1. Der Seemann sieht am Horizont eine kleine Wolke; er weiß, daß sie sich ausbreiten und bald den ganzen Himmel bedecken wird. Ein aufmerksamer Beobachter des Kulturlebens würde vor etwa zwanzig Jahren, als IBSEN und NIETZSCHE zu wirken begannen, vorausgesehen haben, daß hier eine scheinbar kleine Bewegung einsetzt, die auf die Kultur den mächtigsten Einfluß gewinnen sollte. Es ist wichtig, solche Strömungen des Lebens rechtzeitig zu bemerken, wichtig für Eltern und Erzieher. Durch diese Bewegung und ihre Folgen entstand ein Riß zwischen zwei Generationen, zwischen Eltern und Kindern. Es gibt zwei Arten der Heimat. Die eine ist die physische, örtliche, die des Äußeren, der gemeinsamen Sprache, der Abstammung. Die andere ist die geistige Heimat. Eltern und Kinder hatten damals eine verschiedene geistige Heimat. Sie verstanden einander nicht, weil die ältere Generation es versäumt hat, an der neuen, mächtig aufregenden Strömung des Lebens teilzunehmen, weil sie ihr höchstens die Gedanken, nicht aber das Gemüt öffneten. Mit glücklichem Griff hat GERHART HAUPTMANN uns das Problem dieses Gegensatzes zweier Generationen in seinem Dram "Einsame Menschen" dargestellt. Der Stoff ist klassisch.

Aber das Wirksame und Aufregende in jener literarischen Strömung lag nicht etwa in der neuen künstlerischen Form, sondern im Inhalt, in den philosophischen Ideen, in der Wertung des Menschen, seiner Bedeutung, seines Verhaltens; diese neuen praktischen Ideen errichteten jene mächtigen Schranken zwischen Generationen, die durch Ort, Zeit, Blut und Abstammung eng verbunden waren. Wir sehen hier jenen Einfluß praktisch-philosophischer Tendenzen vor uns, der sich in jeder Kulturepoche mehr oder weniger scharf und augenfällig wiederholt. Philosophie ist keineswegs harmlos. Ausgedacht von einsamen Denkern, wird sie von gläubigen Anhängern popularisiert und verbreitet, sie dringt in Kunst und schöne Literatur ein und sickert, dieses Medium der Bildung und Aufklärung durchlaufend, sogar vielfach in die untersten und breitesten Schichten des Volkes herab.
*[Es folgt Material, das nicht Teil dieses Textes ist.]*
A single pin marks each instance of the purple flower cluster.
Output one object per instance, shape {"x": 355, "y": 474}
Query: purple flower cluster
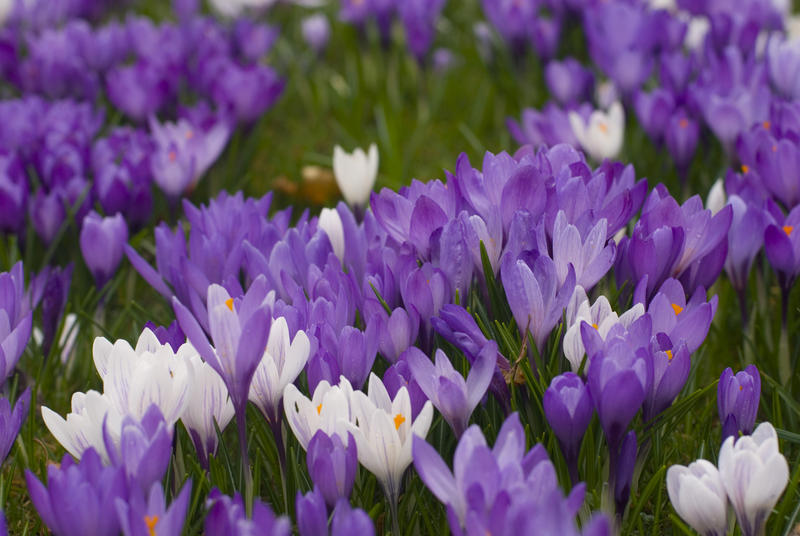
{"x": 504, "y": 489}
{"x": 418, "y": 17}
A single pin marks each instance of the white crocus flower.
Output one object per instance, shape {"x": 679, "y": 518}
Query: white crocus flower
{"x": 716, "y": 197}
{"x": 383, "y": 430}
{"x": 208, "y": 403}
{"x": 83, "y": 427}
{"x": 150, "y": 374}
{"x": 329, "y": 405}
{"x": 599, "y": 315}
{"x": 602, "y": 136}
{"x": 355, "y": 173}
{"x": 699, "y": 497}
{"x": 282, "y": 362}
{"x": 754, "y": 474}
{"x": 331, "y": 223}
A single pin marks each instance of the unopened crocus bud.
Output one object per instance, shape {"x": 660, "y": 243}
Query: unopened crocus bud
{"x": 332, "y": 465}
{"x": 754, "y": 474}
{"x": 102, "y": 241}
{"x": 698, "y": 495}
{"x": 331, "y": 224}
{"x": 737, "y": 400}
{"x": 602, "y": 135}
{"x": 312, "y": 516}
{"x": 716, "y": 197}
{"x": 316, "y": 31}
{"x": 568, "y": 408}
{"x": 355, "y": 173}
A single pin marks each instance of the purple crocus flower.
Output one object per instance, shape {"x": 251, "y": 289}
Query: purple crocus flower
{"x": 226, "y": 516}
{"x": 568, "y": 81}
{"x": 399, "y": 375}
{"x": 102, "y": 240}
{"x": 682, "y": 321}
{"x": 239, "y": 330}
{"x": 681, "y": 135}
{"x": 144, "y": 448}
{"x": 396, "y": 332}
{"x": 457, "y": 326}
{"x": 782, "y": 246}
{"x": 455, "y": 398}
{"x": 312, "y": 515}
{"x": 246, "y": 92}
{"x": 348, "y": 520}
{"x": 619, "y": 378}
{"x": 183, "y": 153}
{"x": 670, "y": 370}
{"x": 138, "y": 517}
{"x": 13, "y": 193}
{"x": 534, "y": 295}
{"x": 590, "y": 256}
{"x": 568, "y": 408}
{"x": 80, "y": 498}
{"x": 316, "y": 32}
{"x": 139, "y": 90}
{"x": 47, "y": 213}
{"x": 11, "y": 421}
{"x": 171, "y": 334}
{"x": 737, "y": 400}
{"x": 783, "y": 62}
{"x": 332, "y": 465}
{"x": 16, "y": 319}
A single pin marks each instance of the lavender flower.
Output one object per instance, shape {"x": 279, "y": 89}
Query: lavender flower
{"x": 102, "y": 240}
{"x": 332, "y": 465}
{"x": 737, "y": 400}
{"x": 455, "y": 398}
{"x": 80, "y": 498}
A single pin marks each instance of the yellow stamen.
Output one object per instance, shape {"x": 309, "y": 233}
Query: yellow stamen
{"x": 151, "y": 522}
{"x": 398, "y": 420}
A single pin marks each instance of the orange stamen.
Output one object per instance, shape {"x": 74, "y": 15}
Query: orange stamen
{"x": 398, "y": 420}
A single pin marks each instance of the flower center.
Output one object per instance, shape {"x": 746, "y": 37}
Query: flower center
{"x": 398, "y": 420}
{"x": 151, "y": 522}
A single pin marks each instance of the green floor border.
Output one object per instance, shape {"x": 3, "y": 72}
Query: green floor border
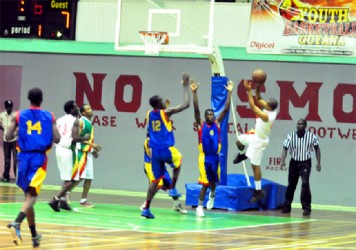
{"x": 165, "y": 196}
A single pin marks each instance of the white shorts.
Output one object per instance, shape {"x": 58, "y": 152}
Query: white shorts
{"x": 255, "y": 147}
{"x": 88, "y": 172}
{"x": 64, "y": 158}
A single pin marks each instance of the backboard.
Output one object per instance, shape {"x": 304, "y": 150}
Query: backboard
{"x": 189, "y": 24}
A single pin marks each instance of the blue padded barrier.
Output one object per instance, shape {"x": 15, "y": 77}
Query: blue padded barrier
{"x": 236, "y": 194}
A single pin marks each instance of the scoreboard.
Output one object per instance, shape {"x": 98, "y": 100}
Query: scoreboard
{"x": 44, "y": 19}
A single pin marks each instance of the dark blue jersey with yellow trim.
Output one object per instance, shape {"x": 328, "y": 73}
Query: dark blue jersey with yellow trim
{"x": 160, "y": 129}
{"x": 35, "y": 129}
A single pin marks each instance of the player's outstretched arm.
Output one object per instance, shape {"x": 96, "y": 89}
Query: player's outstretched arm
{"x": 186, "y": 97}
{"x": 194, "y": 87}
{"x": 229, "y": 87}
{"x": 259, "y": 99}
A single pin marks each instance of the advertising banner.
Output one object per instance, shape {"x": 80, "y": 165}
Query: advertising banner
{"x": 303, "y": 27}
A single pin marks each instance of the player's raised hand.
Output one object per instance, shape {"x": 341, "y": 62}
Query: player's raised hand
{"x": 230, "y": 86}
{"x": 167, "y": 102}
{"x": 247, "y": 85}
{"x": 194, "y": 85}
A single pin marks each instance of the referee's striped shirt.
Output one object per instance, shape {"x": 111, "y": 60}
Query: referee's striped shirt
{"x": 301, "y": 148}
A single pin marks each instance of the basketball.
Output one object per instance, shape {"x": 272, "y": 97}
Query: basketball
{"x": 259, "y": 76}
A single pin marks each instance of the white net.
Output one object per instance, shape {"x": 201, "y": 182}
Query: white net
{"x": 153, "y": 42}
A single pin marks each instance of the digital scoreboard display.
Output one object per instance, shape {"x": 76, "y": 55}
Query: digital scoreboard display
{"x": 44, "y": 19}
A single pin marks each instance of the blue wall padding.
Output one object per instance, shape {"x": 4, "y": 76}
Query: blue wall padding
{"x": 236, "y": 194}
{"x": 218, "y": 99}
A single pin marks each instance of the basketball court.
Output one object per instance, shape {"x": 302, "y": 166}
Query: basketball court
{"x": 115, "y": 223}
{"x": 155, "y": 27}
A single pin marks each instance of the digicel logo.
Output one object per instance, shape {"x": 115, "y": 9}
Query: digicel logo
{"x": 262, "y": 45}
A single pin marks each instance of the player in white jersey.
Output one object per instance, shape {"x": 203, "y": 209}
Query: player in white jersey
{"x": 65, "y": 154}
{"x": 257, "y": 140}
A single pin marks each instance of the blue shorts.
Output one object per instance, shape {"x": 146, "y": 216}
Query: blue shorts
{"x": 160, "y": 157}
{"x": 164, "y": 183}
{"x": 31, "y": 169}
{"x": 209, "y": 168}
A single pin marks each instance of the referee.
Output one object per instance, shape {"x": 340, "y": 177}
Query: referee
{"x": 300, "y": 145}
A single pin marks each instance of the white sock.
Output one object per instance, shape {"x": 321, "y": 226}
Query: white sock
{"x": 212, "y": 194}
{"x": 258, "y": 185}
{"x": 176, "y": 202}
{"x": 242, "y": 152}
{"x": 200, "y": 203}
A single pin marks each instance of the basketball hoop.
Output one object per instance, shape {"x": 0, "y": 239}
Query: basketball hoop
{"x": 153, "y": 41}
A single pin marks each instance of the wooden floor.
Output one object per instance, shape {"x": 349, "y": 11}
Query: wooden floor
{"x": 324, "y": 229}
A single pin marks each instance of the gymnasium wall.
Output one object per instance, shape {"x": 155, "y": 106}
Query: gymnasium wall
{"x": 118, "y": 88}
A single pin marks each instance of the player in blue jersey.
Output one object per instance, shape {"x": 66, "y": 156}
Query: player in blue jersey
{"x": 209, "y": 146}
{"x": 162, "y": 143}
{"x": 165, "y": 183}
{"x": 37, "y": 130}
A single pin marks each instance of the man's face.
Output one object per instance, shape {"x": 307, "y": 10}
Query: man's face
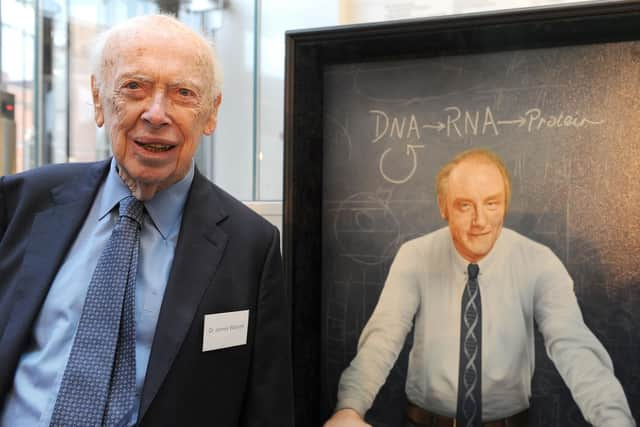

Ganze Zeitalter sehen wir optimistisch, andere pessimistisch gefärbt. Religion und Atheismus, Sittlichkeit und Zügellosigkeit, Freiheit und Dogma entstehen oft genug unter dem Druck philosophischer Anregungen. Und im Einzelleben? - Eltern, die kaum den Namen SCHOPENHAUERs kannten, sahen ihre Kinder im geistigen Bann dieses gewalten Rhetorikers und mußten es erleben, wie sie einer finsteren Askese und einem unfruchtbaren Pessimismus verfallen sind; andere sahen ihre Kinder im Gefolge NIETZSCHEs einem sie beängstigendem Zweifel an der Berechtigung sittlicher Forderungen verfallen. Noch hat bei uns die Schwärmerei TOLSTOIs wenig Einfluß geübt, aber wer schützt uns in Zukunft davor?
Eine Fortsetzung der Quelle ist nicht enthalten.